Then he heard the click. Didn't sound like the lock falling open or anything, but he still heard it under her words. "Nate's going to need time to deal with all the stuff in his head, almost turning into a murderer. We have time off. Instead of- instead of that thing you do where you try to find me while I go somewhere? Wanna come with me?" The last words came out in a jumble, her face tight, fists clenched, eyes on the verge of squeezing shut.
"Yeah, girl! Lets tear it up! Tokyo, Paris, Rome, Dubai! We deserve a break."
She slipped his hand into hers with a sigh.
Three weeks later, after he vomited at the base of the Eiffel Tower and made her promise to give him a harness and tall building free weekend, she slipped her hand into his and tugged. Tugged him away from his room, down towards her own lavish-and-paid-for-with-a corrupt-CEO's- credit card- suite.
"Parker, Parker, I'm all- nasty and sweaty and I might even have peed my pants a little bit when that- that thing caught that pigeon, right in front of my face and man, I thought I was-" He wanted it to be perfect. He wanted to wait.
"Shhh. There's a shower in my room. And a hot tub with rotating jets and sauna features, actually. You can get cleaned up and… sometimes sweaty is sexy. And I'm sorry about the pigeon." She kept pulling until he stopped babbling.

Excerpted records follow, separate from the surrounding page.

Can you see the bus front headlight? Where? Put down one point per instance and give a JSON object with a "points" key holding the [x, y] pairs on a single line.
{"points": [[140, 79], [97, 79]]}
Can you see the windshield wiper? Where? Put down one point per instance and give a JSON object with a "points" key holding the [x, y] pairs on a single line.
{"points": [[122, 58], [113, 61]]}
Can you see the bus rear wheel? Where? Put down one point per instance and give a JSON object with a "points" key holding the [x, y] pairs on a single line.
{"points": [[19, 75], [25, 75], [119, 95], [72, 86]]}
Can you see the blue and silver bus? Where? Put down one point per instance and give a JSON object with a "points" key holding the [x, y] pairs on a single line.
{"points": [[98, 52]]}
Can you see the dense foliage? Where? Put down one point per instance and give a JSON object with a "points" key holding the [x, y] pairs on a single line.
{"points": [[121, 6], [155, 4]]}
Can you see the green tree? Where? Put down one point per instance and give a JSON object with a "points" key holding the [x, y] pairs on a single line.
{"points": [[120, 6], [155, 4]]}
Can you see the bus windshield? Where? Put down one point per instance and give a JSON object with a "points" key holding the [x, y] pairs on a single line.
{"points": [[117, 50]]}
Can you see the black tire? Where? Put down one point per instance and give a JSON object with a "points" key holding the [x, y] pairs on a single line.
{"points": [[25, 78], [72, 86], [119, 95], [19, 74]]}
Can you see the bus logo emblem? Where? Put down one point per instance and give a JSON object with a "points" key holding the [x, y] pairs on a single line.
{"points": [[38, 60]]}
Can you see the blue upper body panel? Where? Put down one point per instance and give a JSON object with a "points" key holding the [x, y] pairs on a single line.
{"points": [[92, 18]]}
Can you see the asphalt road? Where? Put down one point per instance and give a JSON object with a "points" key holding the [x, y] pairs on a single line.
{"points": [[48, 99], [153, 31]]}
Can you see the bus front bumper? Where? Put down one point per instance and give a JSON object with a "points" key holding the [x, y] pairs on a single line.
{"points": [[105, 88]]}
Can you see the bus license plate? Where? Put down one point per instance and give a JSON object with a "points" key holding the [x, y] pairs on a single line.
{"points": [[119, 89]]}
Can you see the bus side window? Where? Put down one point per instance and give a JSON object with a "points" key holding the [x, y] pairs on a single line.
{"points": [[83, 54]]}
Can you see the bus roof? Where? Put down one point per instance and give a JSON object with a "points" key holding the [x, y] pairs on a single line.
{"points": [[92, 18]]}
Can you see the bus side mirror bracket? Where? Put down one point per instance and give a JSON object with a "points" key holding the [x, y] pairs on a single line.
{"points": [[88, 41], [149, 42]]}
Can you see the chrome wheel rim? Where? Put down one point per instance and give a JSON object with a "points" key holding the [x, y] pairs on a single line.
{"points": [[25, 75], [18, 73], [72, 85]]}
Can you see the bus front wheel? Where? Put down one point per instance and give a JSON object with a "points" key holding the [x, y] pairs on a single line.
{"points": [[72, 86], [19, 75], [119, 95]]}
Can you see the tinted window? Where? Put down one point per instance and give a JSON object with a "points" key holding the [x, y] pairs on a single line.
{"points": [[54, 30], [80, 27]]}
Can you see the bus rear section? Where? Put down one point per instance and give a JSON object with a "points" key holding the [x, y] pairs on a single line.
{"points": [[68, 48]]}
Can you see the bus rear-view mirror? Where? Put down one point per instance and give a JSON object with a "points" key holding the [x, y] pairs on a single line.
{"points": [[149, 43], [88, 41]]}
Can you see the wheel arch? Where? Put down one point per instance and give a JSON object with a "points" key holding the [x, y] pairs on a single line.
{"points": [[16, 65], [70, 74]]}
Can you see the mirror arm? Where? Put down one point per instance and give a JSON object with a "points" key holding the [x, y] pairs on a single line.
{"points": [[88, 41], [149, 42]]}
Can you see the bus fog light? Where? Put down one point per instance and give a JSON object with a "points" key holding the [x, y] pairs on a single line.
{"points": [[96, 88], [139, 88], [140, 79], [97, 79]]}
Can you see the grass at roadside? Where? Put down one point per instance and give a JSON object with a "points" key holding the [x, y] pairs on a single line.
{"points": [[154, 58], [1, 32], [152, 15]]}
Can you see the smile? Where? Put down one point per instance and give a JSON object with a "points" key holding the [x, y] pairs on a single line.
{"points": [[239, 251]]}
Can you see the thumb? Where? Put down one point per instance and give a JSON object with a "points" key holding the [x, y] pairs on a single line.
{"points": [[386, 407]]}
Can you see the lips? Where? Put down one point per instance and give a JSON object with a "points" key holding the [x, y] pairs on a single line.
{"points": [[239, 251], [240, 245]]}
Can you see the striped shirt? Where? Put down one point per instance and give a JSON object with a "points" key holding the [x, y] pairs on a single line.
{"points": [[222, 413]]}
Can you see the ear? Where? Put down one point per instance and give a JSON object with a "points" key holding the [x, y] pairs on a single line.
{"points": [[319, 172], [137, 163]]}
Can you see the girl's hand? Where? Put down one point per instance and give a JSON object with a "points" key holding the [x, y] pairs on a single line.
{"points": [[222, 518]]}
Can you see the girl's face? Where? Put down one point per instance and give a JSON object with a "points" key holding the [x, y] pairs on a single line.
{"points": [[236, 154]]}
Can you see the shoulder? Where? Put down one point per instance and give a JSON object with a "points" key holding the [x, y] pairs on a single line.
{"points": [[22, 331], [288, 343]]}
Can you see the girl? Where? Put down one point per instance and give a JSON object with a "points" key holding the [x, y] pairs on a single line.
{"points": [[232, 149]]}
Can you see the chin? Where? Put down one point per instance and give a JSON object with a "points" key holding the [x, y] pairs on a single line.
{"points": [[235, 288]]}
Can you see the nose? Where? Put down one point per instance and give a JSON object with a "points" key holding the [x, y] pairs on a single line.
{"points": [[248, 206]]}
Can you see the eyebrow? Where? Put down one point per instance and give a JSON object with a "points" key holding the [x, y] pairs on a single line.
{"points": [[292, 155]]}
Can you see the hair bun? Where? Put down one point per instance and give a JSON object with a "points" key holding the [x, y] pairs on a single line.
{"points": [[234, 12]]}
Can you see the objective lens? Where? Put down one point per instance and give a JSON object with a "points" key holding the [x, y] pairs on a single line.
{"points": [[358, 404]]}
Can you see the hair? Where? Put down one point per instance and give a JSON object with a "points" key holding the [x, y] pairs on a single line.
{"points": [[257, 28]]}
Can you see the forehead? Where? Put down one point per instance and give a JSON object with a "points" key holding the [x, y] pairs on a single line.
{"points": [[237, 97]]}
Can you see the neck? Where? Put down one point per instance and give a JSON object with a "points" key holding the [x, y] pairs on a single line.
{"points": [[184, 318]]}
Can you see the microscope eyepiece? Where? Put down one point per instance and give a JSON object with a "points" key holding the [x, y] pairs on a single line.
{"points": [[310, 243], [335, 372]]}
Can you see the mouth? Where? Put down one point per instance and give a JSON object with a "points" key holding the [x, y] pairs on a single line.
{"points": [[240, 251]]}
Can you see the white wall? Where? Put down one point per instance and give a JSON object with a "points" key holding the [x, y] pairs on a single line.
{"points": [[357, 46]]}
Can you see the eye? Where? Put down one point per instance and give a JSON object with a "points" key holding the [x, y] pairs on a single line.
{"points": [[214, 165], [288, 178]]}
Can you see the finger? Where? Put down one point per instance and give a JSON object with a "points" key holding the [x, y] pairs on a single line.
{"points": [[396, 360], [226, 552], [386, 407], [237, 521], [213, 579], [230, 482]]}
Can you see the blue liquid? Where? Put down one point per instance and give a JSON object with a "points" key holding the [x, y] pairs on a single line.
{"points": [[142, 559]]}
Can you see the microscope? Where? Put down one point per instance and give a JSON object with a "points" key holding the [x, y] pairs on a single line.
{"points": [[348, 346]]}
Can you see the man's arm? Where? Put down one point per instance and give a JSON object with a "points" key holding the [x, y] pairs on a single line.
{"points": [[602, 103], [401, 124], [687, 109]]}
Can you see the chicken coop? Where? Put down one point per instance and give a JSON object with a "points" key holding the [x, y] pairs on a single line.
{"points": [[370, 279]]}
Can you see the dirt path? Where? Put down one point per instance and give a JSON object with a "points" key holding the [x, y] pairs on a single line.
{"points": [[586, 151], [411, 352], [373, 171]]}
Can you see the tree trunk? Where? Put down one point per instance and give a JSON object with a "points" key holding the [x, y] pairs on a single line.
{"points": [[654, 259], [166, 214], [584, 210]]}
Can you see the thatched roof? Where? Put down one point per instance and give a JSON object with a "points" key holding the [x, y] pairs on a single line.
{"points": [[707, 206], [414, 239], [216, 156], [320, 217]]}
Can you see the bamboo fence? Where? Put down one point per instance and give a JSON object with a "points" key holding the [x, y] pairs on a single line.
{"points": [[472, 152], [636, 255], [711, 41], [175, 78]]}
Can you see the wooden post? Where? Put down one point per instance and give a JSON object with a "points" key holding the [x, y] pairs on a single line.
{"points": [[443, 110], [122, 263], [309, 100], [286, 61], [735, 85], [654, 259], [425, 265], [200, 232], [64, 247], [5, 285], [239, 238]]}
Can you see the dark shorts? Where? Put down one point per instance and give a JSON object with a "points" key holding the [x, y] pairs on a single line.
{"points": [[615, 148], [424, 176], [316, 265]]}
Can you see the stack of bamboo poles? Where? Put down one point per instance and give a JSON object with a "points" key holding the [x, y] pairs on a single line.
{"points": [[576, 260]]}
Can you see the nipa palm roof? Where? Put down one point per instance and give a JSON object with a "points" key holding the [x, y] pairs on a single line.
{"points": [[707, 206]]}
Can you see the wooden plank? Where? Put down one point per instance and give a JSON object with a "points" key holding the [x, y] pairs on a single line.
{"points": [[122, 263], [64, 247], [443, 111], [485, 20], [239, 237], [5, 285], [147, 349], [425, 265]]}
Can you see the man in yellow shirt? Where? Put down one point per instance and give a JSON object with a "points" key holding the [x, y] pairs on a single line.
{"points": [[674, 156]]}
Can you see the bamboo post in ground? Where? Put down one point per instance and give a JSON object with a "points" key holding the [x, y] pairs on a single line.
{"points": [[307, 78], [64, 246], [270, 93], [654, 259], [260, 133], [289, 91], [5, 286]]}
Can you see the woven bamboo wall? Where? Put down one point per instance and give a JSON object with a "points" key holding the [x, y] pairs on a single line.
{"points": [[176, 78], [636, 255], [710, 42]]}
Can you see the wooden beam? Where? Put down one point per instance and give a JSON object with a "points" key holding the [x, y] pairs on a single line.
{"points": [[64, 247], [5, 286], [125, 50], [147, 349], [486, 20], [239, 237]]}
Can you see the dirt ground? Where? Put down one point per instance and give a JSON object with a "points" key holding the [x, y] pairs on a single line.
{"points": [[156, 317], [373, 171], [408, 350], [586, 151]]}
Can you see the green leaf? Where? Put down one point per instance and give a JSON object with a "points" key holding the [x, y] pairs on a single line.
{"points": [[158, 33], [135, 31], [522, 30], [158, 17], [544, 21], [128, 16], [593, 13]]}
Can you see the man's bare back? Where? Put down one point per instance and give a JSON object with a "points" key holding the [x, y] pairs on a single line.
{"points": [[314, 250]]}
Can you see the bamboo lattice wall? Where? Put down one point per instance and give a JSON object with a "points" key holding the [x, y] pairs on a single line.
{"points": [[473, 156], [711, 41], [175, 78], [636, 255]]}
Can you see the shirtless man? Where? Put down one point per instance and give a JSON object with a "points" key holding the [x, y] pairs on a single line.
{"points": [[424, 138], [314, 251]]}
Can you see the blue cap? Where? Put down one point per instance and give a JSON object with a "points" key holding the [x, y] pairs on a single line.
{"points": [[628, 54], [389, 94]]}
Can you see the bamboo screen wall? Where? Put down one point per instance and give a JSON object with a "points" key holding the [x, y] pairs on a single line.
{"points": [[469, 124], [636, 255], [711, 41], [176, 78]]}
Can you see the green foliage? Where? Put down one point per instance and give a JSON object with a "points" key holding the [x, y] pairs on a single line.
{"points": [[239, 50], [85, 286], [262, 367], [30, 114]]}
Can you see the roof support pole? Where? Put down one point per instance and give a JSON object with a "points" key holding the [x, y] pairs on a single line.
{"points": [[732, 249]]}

"I wanted the-" He stopped short before the words "first time to be perfect" made an appearance. What if she just wanted to hang in her room, not his?
"You don't want…" She trailed off, lost.
"I want whatever you do, Baby. I promise. But I wanted to make everything about our trip perfect and special so…" He waved vaguely at himself, then her door, now only a few feet away.
Parker brightened, the thousand watt genuine smile that was so rarely seen gracing her face. "Oh. That's okay then."
She yanked him off his feet through her door, and he fell into the wall in a very manly fashion, thank you very much. "Wh- huh?" He said masterfully. "Hey- uh- Parker, whoa!" She's dropping clothes and rigging faster than he can avert his eyes, and damn, that is fast.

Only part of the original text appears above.